MOVIE REVIEW: The Shape of Water

One News Page Staff


by 👨‍💻 Graham Pierrepoint



Dir: Guillermo Del Toro

Starring Sally Hawkins, Michael Shannon, Richard Jenkins, Doug Jones, Michael Stuhlbarg, Octavia Spencer

starstarstarstarstar    4.5 STARS (out of 5)

By the time you read this, Guillermo Del Toro’s latest movie may well be the first-ever Best Picture winner to feature inter-species romance. It may also be the first movie to ever win the coveted Oscar featuring a mute lead – with Sally Hawkins also in the running to win Best Actress. The nominations lists for the Academy Awards are certainly getting more adventurous and certainly more accommodating towards sci-fi and fantasy pictures in particular – and while Arrival appearing on last year’s list of potentials was a welcome surprise that never came to fruition, at the time of writing – literally on the cusp of the awards being announced – it seems that we may finally have a Best Picture winner that is ultimately sci-fi at its core – even if it is a magnificent and decidedly odd, sometimes uncomfortable romance to the fore.

The Shape of Water - Movie Review
The Shape of Water (Fox Searchlight / 20th Century Fox)

It is not even that simple to describe on paper – or screen – and it is even less likely an Oscar contender if you compare the plot lines of winners from times gone by – but it’s largely this oddness that contributes to its appeal.
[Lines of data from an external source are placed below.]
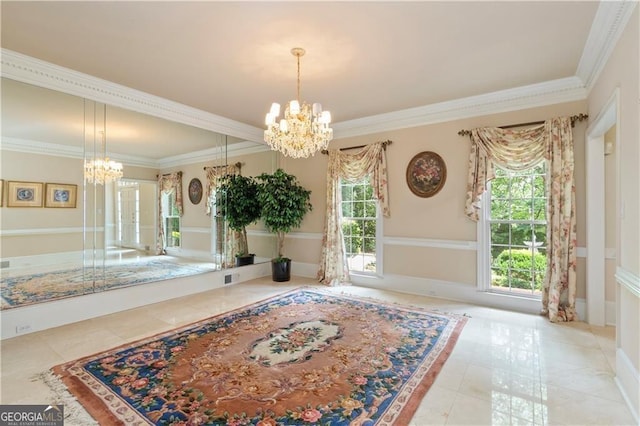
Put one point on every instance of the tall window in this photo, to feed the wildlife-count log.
(360, 226)
(517, 228)
(171, 217)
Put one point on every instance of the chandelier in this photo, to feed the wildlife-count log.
(304, 129)
(102, 171)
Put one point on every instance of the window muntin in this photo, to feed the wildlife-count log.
(361, 226)
(517, 225)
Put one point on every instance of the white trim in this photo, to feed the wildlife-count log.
(40, 73)
(304, 235)
(541, 94)
(606, 28)
(195, 230)
(36, 147)
(595, 217)
(608, 24)
(628, 280)
(69, 257)
(427, 242)
(628, 381)
(46, 231)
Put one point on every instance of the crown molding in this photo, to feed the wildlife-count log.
(608, 24)
(40, 73)
(548, 93)
(37, 147)
(233, 150)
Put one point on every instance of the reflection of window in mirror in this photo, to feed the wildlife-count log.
(171, 220)
(128, 214)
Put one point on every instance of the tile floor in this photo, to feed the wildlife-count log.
(507, 368)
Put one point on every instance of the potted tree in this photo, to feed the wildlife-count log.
(284, 203)
(240, 208)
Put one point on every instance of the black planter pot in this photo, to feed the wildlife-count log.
(245, 260)
(281, 270)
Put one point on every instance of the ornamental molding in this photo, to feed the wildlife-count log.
(44, 74)
(608, 24)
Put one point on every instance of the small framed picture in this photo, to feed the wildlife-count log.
(24, 194)
(61, 195)
(426, 174)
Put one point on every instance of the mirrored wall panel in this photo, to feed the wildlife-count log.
(96, 197)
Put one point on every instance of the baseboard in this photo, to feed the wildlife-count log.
(628, 381)
(609, 311)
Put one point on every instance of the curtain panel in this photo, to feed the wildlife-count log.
(370, 160)
(228, 240)
(166, 185)
(519, 150)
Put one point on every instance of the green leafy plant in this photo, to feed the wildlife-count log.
(240, 206)
(284, 203)
(518, 264)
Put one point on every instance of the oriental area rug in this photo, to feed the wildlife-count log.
(304, 357)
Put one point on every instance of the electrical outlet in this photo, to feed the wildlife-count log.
(23, 328)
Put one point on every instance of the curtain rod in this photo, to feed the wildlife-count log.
(384, 145)
(238, 165)
(574, 118)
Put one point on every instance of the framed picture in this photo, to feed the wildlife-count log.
(61, 195)
(426, 174)
(24, 194)
(195, 190)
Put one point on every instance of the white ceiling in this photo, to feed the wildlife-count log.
(233, 59)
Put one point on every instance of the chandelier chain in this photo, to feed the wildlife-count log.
(303, 130)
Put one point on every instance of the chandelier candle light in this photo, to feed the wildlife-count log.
(304, 129)
(102, 171)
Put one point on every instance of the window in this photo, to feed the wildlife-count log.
(128, 214)
(171, 218)
(361, 227)
(517, 226)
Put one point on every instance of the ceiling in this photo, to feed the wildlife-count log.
(363, 59)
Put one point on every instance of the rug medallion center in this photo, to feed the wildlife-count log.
(294, 343)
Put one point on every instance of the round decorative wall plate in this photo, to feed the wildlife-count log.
(195, 190)
(426, 174)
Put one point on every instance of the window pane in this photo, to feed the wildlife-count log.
(359, 225)
(518, 230)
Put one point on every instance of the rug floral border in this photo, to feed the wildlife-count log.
(107, 396)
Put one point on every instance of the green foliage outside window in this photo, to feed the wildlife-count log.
(518, 228)
(525, 268)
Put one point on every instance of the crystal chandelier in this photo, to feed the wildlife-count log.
(304, 129)
(102, 171)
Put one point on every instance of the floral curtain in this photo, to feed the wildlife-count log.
(520, 150)
(369, 160)
(228, 239)
(167, 184)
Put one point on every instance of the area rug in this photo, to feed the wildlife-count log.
(42, 287)
(303, 357)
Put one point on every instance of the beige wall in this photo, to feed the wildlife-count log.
(622, 72)
(440, 217)
(18, 166)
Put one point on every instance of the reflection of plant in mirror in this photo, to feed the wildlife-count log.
(240, 206)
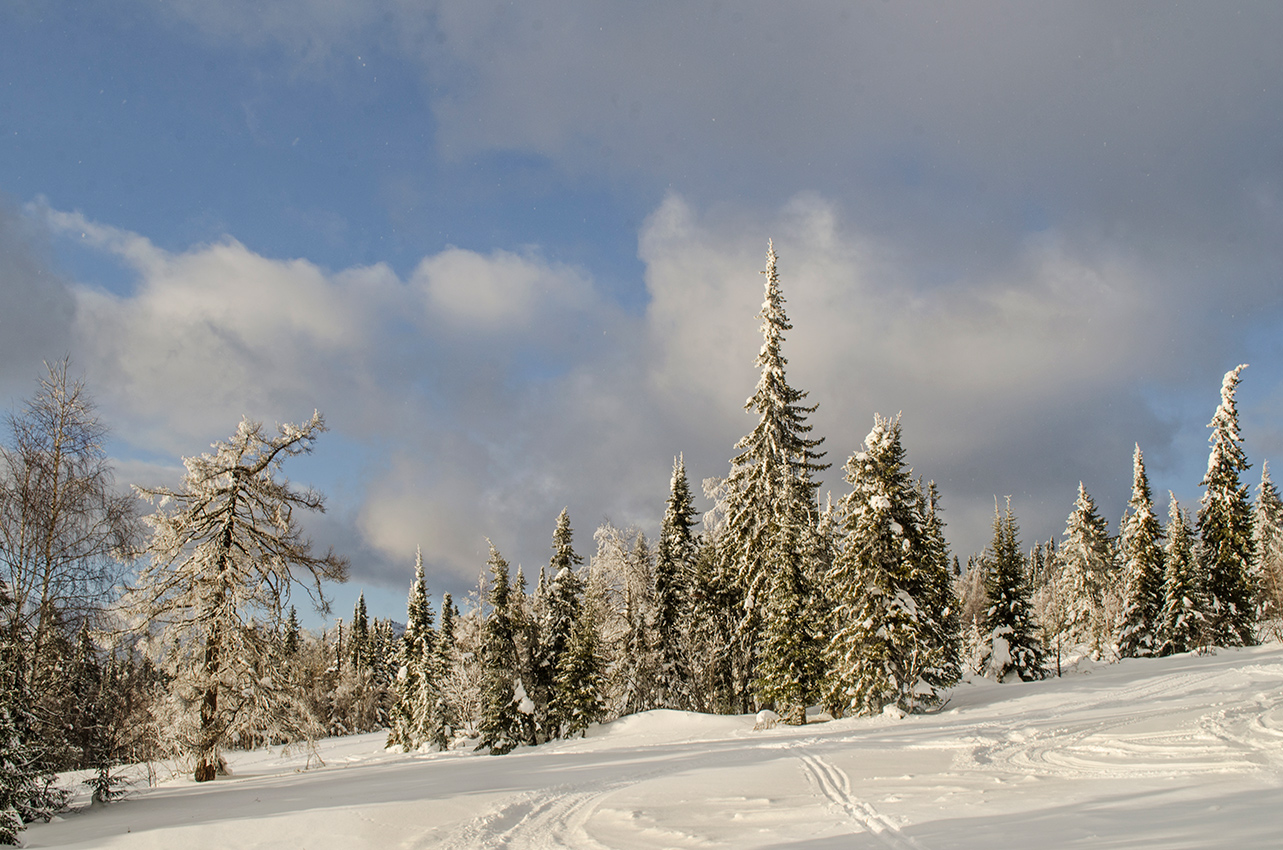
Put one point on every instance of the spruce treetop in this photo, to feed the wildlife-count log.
(1227, 458)
(779, 439)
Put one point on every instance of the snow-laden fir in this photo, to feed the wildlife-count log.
(1179, 751)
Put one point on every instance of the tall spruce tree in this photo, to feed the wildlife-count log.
(1141, 550)
(934, 586)
(713, 633)
(789, 663)
(1184, 619)
(1086, 575)
(562, 608)
(887, 645)
(418, 710)
(638, 668)
(674, 573)
(1268, 548)
(503, 698)
(1225, 527)
(577, 682)
(1011, 635)
(774, 467)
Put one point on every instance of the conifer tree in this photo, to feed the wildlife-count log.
(934, 586)
(577, 699)
(1086, 575)
(1225, 528)
(775, 462)
(713, 633)
(27, 787)
(1268, 548)
(640, 648)
(1184, 619)
(503, 698)
(563, 604)
(1011, 641)
(1141, 550)
(562, 599)
(674, 572)
(417, 713)
(358, 640)
(887, 639)
(788, 655)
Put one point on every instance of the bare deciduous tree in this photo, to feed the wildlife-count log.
(64, 528)
(225, 555)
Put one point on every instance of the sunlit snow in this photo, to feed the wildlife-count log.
(1184, 751)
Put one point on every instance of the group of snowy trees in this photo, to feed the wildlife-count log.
(778, 604)
(1154, 590)
(778, 601)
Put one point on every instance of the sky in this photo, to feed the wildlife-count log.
(511, 251)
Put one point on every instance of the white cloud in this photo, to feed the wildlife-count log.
(501, 290)
(488, 391)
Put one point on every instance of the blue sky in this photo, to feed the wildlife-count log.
(511, 251)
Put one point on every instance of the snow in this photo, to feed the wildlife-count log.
(1184, 751)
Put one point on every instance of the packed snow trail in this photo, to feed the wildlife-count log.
(1184, 751)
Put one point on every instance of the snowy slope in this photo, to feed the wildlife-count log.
(1184, 751)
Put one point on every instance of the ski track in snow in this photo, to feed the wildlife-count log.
(536, 819)
(1242, 740)
(540, 819)
(834, 785)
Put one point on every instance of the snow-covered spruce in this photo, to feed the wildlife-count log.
(1225, 528)
(222, 560)
(674, 573)
(504, 701)
(1086, 576)
(1183, 623)
(418, 713)
(561, 609)
(770, 478)
(1268, 550)
(894, 640)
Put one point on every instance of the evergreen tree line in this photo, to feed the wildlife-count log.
(770, 600)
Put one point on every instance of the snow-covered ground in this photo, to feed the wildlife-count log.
(1184, 751)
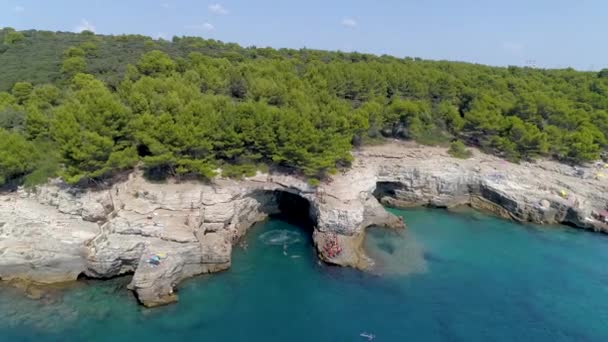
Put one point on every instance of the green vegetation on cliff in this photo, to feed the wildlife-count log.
(86, 106)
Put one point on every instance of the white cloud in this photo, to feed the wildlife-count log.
(85, 25)
(218, 9)
(512, 48)
(203, 27)
(349, 22)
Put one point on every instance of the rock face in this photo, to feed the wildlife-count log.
(544, 192)
(164, 233)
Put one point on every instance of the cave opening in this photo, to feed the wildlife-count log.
(387, 192)
(294, 209)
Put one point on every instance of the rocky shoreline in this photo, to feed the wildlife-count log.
(56, 234)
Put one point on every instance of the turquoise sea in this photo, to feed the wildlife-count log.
(448, 277)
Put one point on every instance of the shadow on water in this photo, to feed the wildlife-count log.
(394, 252)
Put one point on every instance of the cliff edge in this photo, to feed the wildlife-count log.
(163, 233)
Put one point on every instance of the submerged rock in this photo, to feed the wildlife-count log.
(55, 233)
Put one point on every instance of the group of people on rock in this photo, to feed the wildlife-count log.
(332, 247)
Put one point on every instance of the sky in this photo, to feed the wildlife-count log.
(542, 33)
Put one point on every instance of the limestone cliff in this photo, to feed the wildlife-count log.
(57, 233)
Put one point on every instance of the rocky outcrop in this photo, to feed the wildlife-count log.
(57, 233)
(192, 225)
(544, 192)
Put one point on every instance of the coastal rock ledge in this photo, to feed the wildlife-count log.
(56, 233)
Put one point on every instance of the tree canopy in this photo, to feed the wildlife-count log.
(191, 107)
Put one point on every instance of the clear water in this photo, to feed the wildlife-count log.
(450, 277)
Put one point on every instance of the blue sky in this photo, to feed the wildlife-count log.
(546, 33)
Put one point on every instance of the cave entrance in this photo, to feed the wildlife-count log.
(294, 209)
(387, 193)
(291, 225)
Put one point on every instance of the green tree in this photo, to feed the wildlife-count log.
(13, 37)
(17, 156)
(73, 65)
(22, 91)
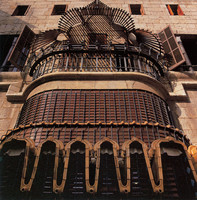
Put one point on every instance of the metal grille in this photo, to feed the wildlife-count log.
(95, 106)
(69, 61)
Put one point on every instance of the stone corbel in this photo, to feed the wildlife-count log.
(88, 148)
(155, 153)
(97, 147)
(126, 150)
(30, 147)
(27, 187)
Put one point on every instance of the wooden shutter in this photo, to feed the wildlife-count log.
(142, 10)
(171, 47)
(20, 52)
(170, 10)
(45, 38)
(179, 11)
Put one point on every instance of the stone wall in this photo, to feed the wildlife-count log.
(155, 19)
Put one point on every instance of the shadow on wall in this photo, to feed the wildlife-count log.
(11, 25)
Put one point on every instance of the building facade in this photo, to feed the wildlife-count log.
(98, 99)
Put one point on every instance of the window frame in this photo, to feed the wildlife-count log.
(56, 5)
(25, 13)
(178, 8)
(141, 9)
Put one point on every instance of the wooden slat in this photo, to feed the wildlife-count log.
(171, 47)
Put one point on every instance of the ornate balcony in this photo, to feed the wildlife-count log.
(95, 58)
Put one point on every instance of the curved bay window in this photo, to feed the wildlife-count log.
(94, 114)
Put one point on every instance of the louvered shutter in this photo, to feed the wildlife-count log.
(171, 47)
(20, 52)
(170, 10)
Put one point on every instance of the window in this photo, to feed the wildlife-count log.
(20, 51)
(190, 45)
(21, 10)
(171, 47)
(59, 9)
(174, 9)
(136, 9)
(7, 43)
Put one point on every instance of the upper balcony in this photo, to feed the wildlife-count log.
(95, 38)
(67, 57)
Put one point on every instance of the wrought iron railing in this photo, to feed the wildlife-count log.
(77, 58)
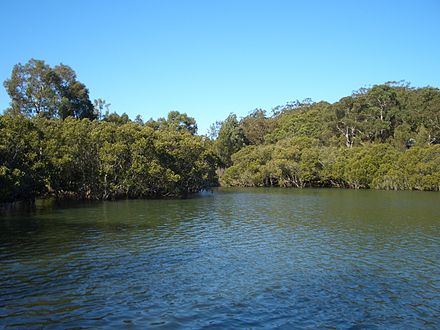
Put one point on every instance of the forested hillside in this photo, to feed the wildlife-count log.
(383, 137)
(55, 142)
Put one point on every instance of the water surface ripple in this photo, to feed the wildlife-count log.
(237, 258)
Elisa (Hawkins) cleans at a scientific facility where a strange creature (Jones) is being studied – and said studies aren’t particularly kind to the beast – as the humanoid being with gills and scales finds itself drawn to her in a way that’s fairly unorthodox to say the least. Elisa, too, is an interesting character – she’s completely mute – and it’s on this basis that the creature can perhaps find itself at evens with the cleaner. However, sinister experimentation continues on the beast, and while dreamlike sequences are scattered throughout, there are nightmares set to unfold.

The Shape of Water is an immensely bold movie and one which is cut straight from the cloth of Del Toro’s best, with the auteur having been well known from bringing otherworldly creature features and more besides to the big screen in the form of Mimic, Pan’s Labyrinth and beyond – this time around, he’s woven a romance story into the fabric of a sci-fi staple which, if handled poorly, could have been the makings of a schlocky B-Movie standard. However, the story that evolves here between two silent characters – amongst chaos, experiments and horror unfolding around them – is truly magical. This is Del Toro’s standard – finding genuine magic in the darkest of corners – and allowing interesting characters to leap forth.

The Shape of Water - Official Trailer (Fox Searchlight / 20th Century Fox)

Hawkins is intensely emotive and expressive as Elisa – fantastically cast following on from a slow-burning but fruitful career in British films such as Happy-Go-Lucky, Paddington and Made in Dagenham – and if, at the time of writing, she is not in receipt of the Oscar she is nominated for, she has performed for her life regardless. Doug Jones is hugely prolific as a character actor in prosthetics and various creature guises (you’ve perhaps seen him in Del Toro’s Pan’s Labyrinth or, more recently, as Saru in Netflix’s Star Trek Discovery) – and his physical acting is on prime form here as the focal point for much of the movie’s horror.

This is a movie which is meticulously devised and directed – it really is a feast for the eyes and the ears as much as it makes leaps and bounds in terms of bold choices – and it’s clear to see why it has shaken things up for the sci-fi community and for the Academy at large. Much in the same vein as Arrival, this is a movie which has led with dreamscapes and visual majesty up in the foreground – and with a truly affecting story behind the scenes. The Shape of Water is a movie which has a message at its heart – which may perhaps be a little distracting, though no less important – but it is this bizarre relationship and the way that it is cultivated that steals the day. Their romance is given time to breathe and to develop across body language and dreamy sequences – all the while played out over the top of nightmarish sci-fi fare that wouldn’t otherwise go amiss in the TV specials of old. This isn’t to say that it’s of low quality – far from it – but it is a brilliant juxtaposition that effectively allows two positively different stories to play out at once.

The Shape of Water has grasped itself the most nominations at this year’s Oscars for good reason – this is a truly alternative movie which challenges, repels and genuinely charms – it’s hard to get this balance right and it appears that Del Toro team al have found a winning mix. While it’s not a film which will appeal to everyone – let alone Academy Award aficionados – it is a stunningly lovingly crafted and dystopian picture which may well delight and horrify in equal measure.

Editor's Note: The Shape of Water emerged as the biggest Academy Awards winner of 2018. It won four Oscars, including best picture. Del Toro won best director.